Иосиф Виссарионович Сталин-8

Речь только о его воспоминаниях, а в связи с ними — о их коренной ментальности, об уровне самосознания Симонова, о стилистике его духовно-словесного поведения и видения, о том, что значило — в жизненном итоге — врасти в бюрократическую систему, стать литературным функционером, быть некогда придворным сталинским писателем. Нас интересует, в конце концов, не Симонов, а Сталин. И не Сталин, а тот социальный уровень и та социальная среда, которые исторически запросили Сталина, преломились в нем, но воспроизводили себя во множестве других людей, включая официальных литераторов, и дали невольные показания о себе также в мемуарах К. М. Симонова. 

Печальная поучительность этих мемуаров, помимо их полной нравственной размытости, убогости политических взглядов, этой невразумительной бухгалтерии «заслуг» и «крайностей», дорогих плюсов и постылых минусов, — поучительность и в другом, по-моему, поучительном вдвойне. Подробно, рассудительно, увлеченно, веско Симонов обдумывает давнишние расклады бюрократических сил, смысл государственных интриг, подоплек, директивных статей, грозную значительность неких слов Сталина, его пауз, умолчаний, полурасслышанных реплик. Мы словно бы присутствуем при разговорах посвященных, многоопытных придворных: что могло бы значить то и это. Спустя десятилетия Симонов еще помнит и отличает «первую» Сталинскую премию от «третьей», с нескрываемым удовольствием вспоминает награды, хотя и сознает их внелитературность, и с огорчением — недовольство им, Симоновым. С убийственной серьезностью он передает пародийные «теоретические» замечания вождя и сам пускается, и тоже без тени улыбки, в раздумья почти либерального свойства, дескать, беспартийность — не порок, потому что и беспартийные писатели могут быть благонадежны, «идейны». В 1979 году он все еще не в силах стряхнуть с себя почтительное оцепенение ума и души, не видит, совершенно не видит, что описывает не что иное, как существование… в зверинце! 

И, боже мой, каким языком описывает оное поэт, созревший «на приемах… с участием некоторого количества представителей нашей литературы и искусства» (№ 3): «Концепция современного звучания произведения», «Сталин в данном случае был далек от диалектики», «национализм в области подбора кадров» и т. п. 

Самое страшное во всем этом то, что Симонов, вспоминая прошлое, целиком находится внутри мелового круга, не в силах выйти за пределы привычного идеологического кода, эпохального мышления совчиновников, пусть и пытается как-то разобраться в себе и в Сталине. Симонов оказался неспособным занять истинно рефлективную позицию на необходимой культурной дистанции, ощутить себя, в конце концов, вне всех этих секретариатов, премий, заседаний, тумана и морока — интеллигентом, поэтом, а не «солдатом», «мужчиной», «представителем литературы» и благополучным доброжелательным большим советским барином. 
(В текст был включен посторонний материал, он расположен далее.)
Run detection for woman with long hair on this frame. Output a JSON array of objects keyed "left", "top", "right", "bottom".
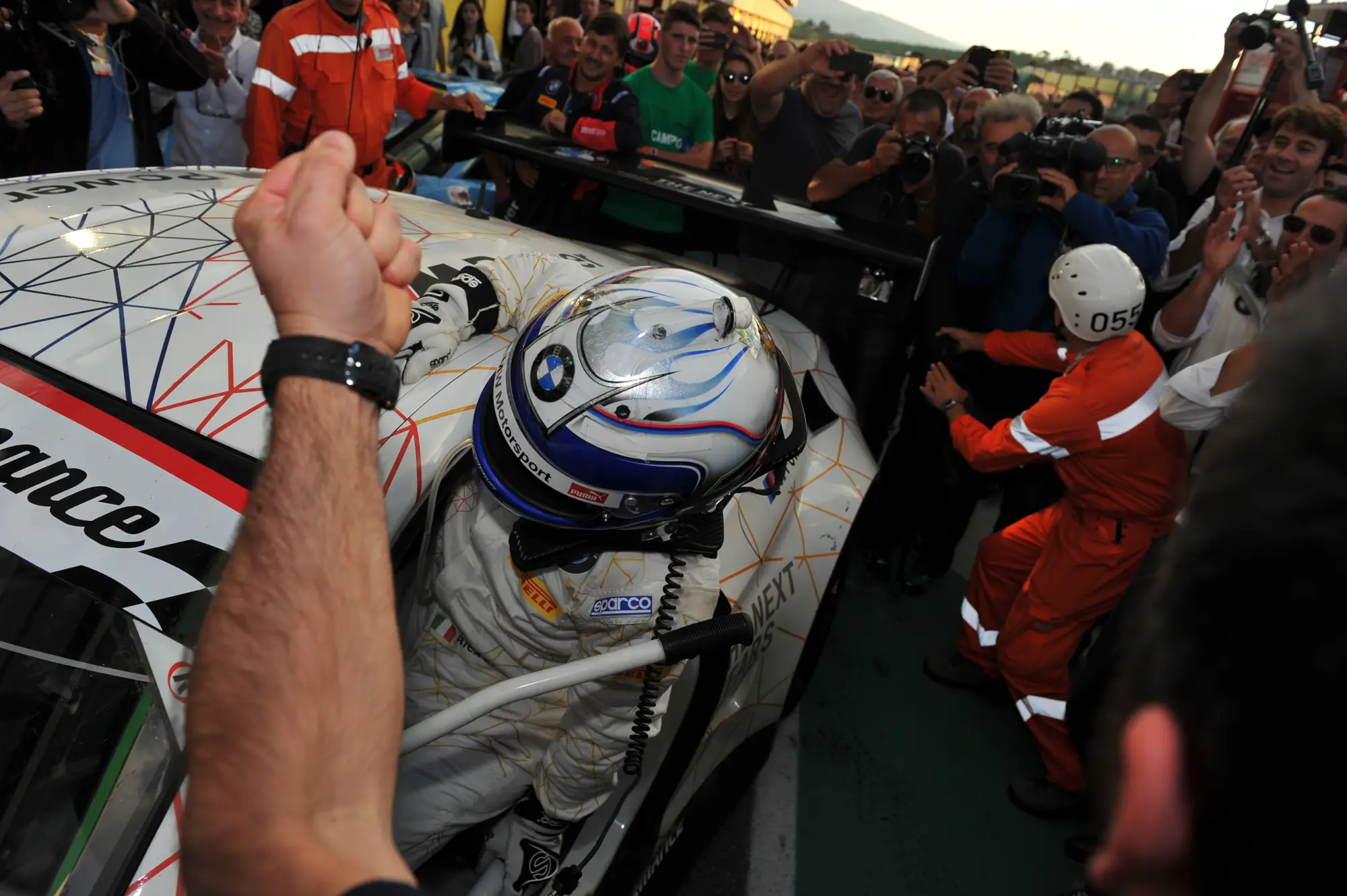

Симонов прожил жизнь, так ничего, по-видимому, и не узнав, не догадавшись о пушкинской «тайной свободе». Вот — страшное. Вот почему Симонова жаль. Что бы ни думать о его мемуарах, они сочинены не Поэтом, а функционером. Но не на роду же это ему написано! 

Можно было в порядке исключения удержаться в придворной партийной среде, даже обладая какими-то незаурядными личными задатками, даже будучи изначально оригинальным человеком; однако же при одном условии… Требовалось пригасить личный норов, стесать эти самоиграющие задатки, усмирить стиль, подогнать свою личность под обстоятельства, особенно же полностью отказаться от всякой неуместной духовной сложности и тонкости, от культурной ироничности, а значит, и независимости индивидуального мироотношения. 

Симонов как один из тех, кого Сталин удостаивал разговорами в узком кругу, как один из ценителей сталинской мудрости, конечно, отвечал этому условию. Его несомненная врожденная человеческая яркость несла в себе и сама включилась в общий бездарный, бесцветный колорит времени, будучи яркой уже лишь постольку поскольку это даже желательно для придания тотальной серости — локального утепляющего тона. 

Он, со своим «самоизнасилованием», был и остался исключением, потому что большинство из «количества представителей литературы», «секретарей», «главных редакторов» и прочих были просто пустым местом.

Сталин по телефону велел Симонову, чтобы тот исправил концовку пьесы «Чужая тень». Там действие связано с научной лабораторией. Микробиолог Трубников у Симонова был, как пишет Константин Михайлович, не «негодяем или предателем», а «субъективно честным человеком, который под влиянием… низкопоклонства перед заграницей неожиданно ставит себя в положение потенциального предателя интересов своей страны». А все потому, что был «честолюбивым и склонным придавать немалое значение» публикации своих научных результатов» «за границей». Сам Симонов кончал пьесу тем, что над этим низкопоклонником «висел дамоклов меч»; это так культурно пишет теперь Симонов; то есть публика должна была догадываться, что героя, скорее всего, заберут органы. Сталину же почему-то вздумалось не сажать, а простить симоновского героя. «Как это практически сделать, вы знаете сами. Когда исправите, то пьесу надо будет пустить». Симонов сообщает, что «сам бы не решился закончить пьесу тем, что предложил Сталин» (№ 4). 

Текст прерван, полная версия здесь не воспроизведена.